Ladies and gentlemen,

Another topic that you will be discussing this week is the impact of the flow of funds of illicit origin and the non-repatriation thereof to the countries of origin, on the enjoyment of human rights, including economic, social and cultural rights, with a special emphasis on the right to development. The study was commissioned to inter alia compile relevant best practices and main challenges, and to make recommendations on tackling those challenges, based on the best practices in question.

I am pleased to note from reading the draft report that it provides a helpful introduction to what these funds are and examines how this matter affects human rights. This is indeed a complex issue that needs to be carefully analysed from a human rights perspective and therefore, I look forward to reading the final report of the Committee which will be submitted to the Council later this year.

Distinguished members,

The most recent mandate of your Committee concerns regional arrangements for the promotion and protection of human rights and you will discuss your preliminary report at the present session.

Mr. Chairperson,

I was very pleased to learn that you will also discuss how to integrate a gender perspective in your studies. I welcome the initiative to renew your thinking on this critical topic.
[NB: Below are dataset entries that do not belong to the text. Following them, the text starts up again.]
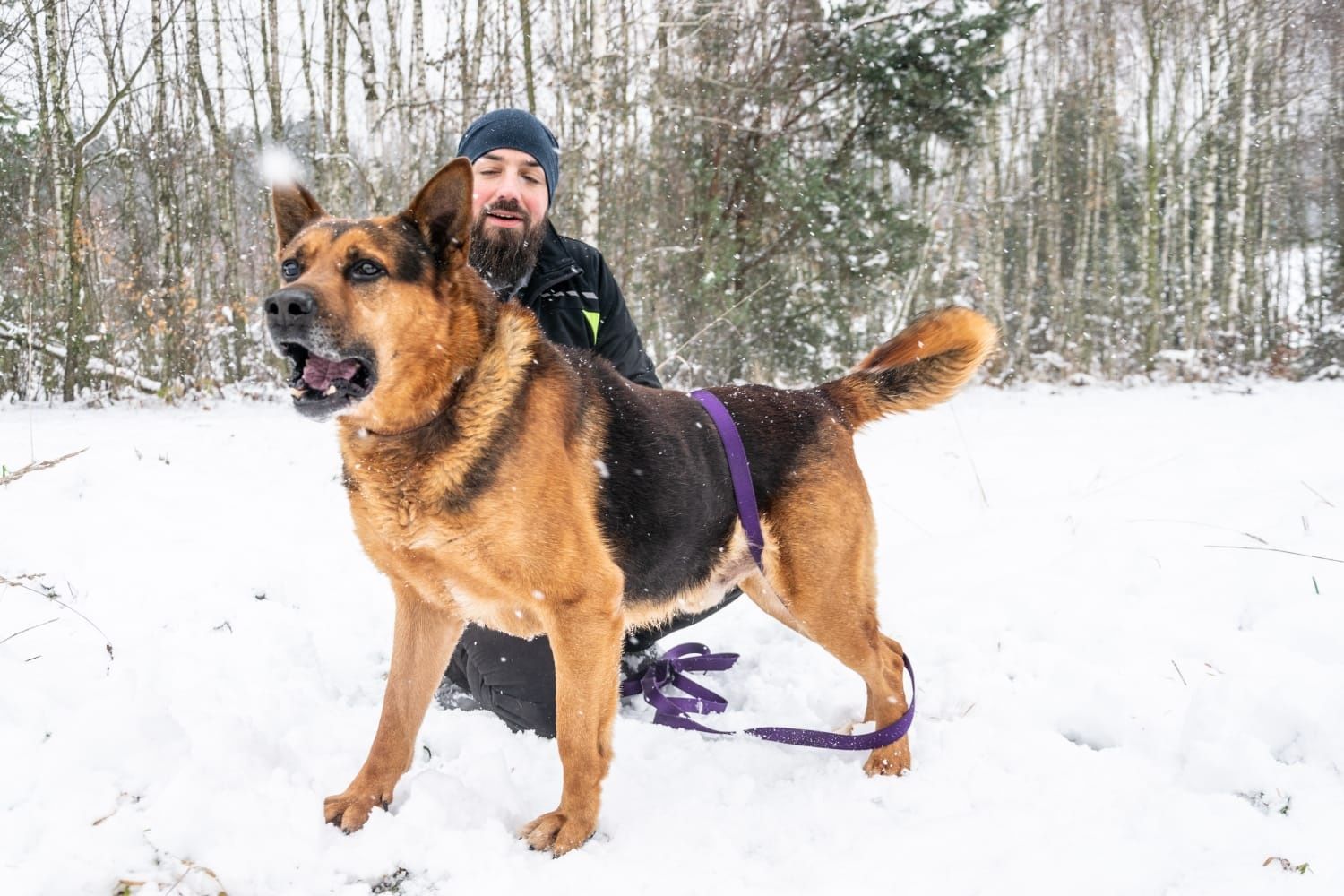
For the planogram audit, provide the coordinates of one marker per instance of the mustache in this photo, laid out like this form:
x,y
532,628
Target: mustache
x,y
511,206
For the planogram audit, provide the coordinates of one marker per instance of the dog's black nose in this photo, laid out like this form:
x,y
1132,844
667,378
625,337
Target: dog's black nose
x,y
290,308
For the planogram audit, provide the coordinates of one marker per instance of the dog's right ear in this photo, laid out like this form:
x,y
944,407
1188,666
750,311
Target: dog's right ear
x,y
443,210
295,210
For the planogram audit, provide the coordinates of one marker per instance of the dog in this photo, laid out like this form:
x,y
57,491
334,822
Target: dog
x,y
499,478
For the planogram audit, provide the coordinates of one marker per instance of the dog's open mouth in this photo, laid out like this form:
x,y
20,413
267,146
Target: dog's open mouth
x,y
322,384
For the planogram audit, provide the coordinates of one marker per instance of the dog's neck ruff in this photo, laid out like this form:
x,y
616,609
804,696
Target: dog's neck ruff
x,y
741,471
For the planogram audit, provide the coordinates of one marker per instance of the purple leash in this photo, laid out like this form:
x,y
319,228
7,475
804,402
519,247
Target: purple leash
x,y
741,471
672,668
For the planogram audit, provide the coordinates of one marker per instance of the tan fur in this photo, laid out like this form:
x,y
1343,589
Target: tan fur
x,y
935,357
526,555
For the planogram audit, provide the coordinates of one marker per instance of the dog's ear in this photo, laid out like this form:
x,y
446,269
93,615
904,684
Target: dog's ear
x,y
295,210
443,211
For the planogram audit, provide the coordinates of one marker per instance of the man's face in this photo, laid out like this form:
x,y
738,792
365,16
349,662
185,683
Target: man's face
x,y
508,212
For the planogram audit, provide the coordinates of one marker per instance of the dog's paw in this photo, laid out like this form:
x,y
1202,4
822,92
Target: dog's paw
x,y
892,759
558,831
351,809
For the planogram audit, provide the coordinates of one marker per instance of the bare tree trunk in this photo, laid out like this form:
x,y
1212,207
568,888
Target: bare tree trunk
x,y
271,65
526,16
1152,174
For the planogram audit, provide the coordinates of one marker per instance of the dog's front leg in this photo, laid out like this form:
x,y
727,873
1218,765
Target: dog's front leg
x,y
422,643
586,642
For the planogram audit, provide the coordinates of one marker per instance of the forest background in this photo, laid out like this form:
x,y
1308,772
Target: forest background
x,y
1129,188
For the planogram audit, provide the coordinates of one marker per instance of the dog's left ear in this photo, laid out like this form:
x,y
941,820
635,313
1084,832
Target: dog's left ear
x,y
443,211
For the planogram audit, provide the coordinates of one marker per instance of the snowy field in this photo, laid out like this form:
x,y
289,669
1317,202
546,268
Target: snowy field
x,y
1128,684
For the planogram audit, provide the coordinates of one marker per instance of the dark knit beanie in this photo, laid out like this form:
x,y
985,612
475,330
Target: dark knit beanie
x,y
515,129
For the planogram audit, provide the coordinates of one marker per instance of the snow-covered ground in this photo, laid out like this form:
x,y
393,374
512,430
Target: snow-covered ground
x,y
1123,686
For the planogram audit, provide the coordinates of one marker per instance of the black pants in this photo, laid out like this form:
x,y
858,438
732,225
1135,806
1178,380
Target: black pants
x,y
515,678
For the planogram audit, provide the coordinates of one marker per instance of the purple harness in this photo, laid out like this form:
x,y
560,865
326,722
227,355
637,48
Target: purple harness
x,y
674,667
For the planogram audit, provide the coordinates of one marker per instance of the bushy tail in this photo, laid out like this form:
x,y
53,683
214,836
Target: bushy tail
x,y
919,367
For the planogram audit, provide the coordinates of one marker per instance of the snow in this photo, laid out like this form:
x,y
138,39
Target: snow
x,y
1121,688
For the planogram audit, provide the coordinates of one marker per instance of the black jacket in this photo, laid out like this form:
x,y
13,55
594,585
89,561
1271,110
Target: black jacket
x,y
578,304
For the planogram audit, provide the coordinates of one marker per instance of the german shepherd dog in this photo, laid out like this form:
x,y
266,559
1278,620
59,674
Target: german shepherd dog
x,y
499,478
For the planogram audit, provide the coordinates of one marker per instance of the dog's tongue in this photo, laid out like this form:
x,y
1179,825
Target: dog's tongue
x,y
319,373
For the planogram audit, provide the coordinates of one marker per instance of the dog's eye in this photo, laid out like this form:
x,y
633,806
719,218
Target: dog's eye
x,y
366,271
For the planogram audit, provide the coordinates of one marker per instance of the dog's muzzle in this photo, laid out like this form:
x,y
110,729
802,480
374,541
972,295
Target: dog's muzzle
x,y
325,378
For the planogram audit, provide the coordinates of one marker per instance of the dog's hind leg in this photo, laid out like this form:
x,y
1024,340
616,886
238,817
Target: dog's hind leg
x,y
424,640
586,637
824,587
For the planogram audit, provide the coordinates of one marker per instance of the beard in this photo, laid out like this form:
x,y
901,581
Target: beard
x,y
504,255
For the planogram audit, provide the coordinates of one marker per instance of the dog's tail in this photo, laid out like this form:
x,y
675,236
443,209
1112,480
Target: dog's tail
x,y
919,367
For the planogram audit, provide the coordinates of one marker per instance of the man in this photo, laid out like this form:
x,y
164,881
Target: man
x,y
567,285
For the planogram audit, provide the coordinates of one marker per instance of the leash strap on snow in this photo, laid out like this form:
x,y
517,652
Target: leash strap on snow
x,y
672,668
739,469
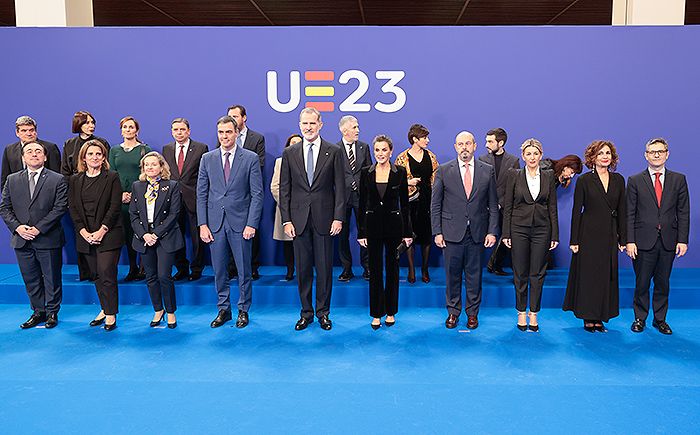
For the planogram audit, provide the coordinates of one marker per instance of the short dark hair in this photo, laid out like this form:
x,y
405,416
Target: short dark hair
x,y
383,138
500,134
418,131
226,119
237,106
79,119
183,120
Among the novelties referred to earlier, I have the pleasure to inform you that the Secretariat organized a dialogue with the 11 government officials from Least Developed Countries and Small Islands Developing States supported by the Trust established by the Council. The Delegates - 6 women and 5 men- are from the following countries: Bhutan, Cape Verde, Jamaica, Marshall Islands, Micronesia (Federated States of), Myanmar, Papua New Guinea, Senegal, Timor Leste, Tonga, and Trinidad and Tobago. While they are working on human rights issues in their respective countries, it will be the first time for almost all of them to attend a regular session of the HRC. It will hence also be the first opportunity for them to interact with your Committee to share with the Council’s think tank the challenges faced and discuss themes that are particularly relevant to LDCs and SIDS. This discussion will be held on Thursday, 23 February 2017 (from 5:00 to 6:00 pm). I wish you an interesting exchange of views and fruitful debate.

Distinguished Members,

As OHCHR seeks to advance human rights for all and in all parts of the world in close partnership with civil society, national institutions and the international community at large, we count on your expertise and on the important work carried out by your Committee.

Mr. Chairperson,
Distinguished Members,

Let me conclude here by assuring you of the full support of the Secretariat in carrying out your activities.

I wish you very fruitful deliberations at the present session.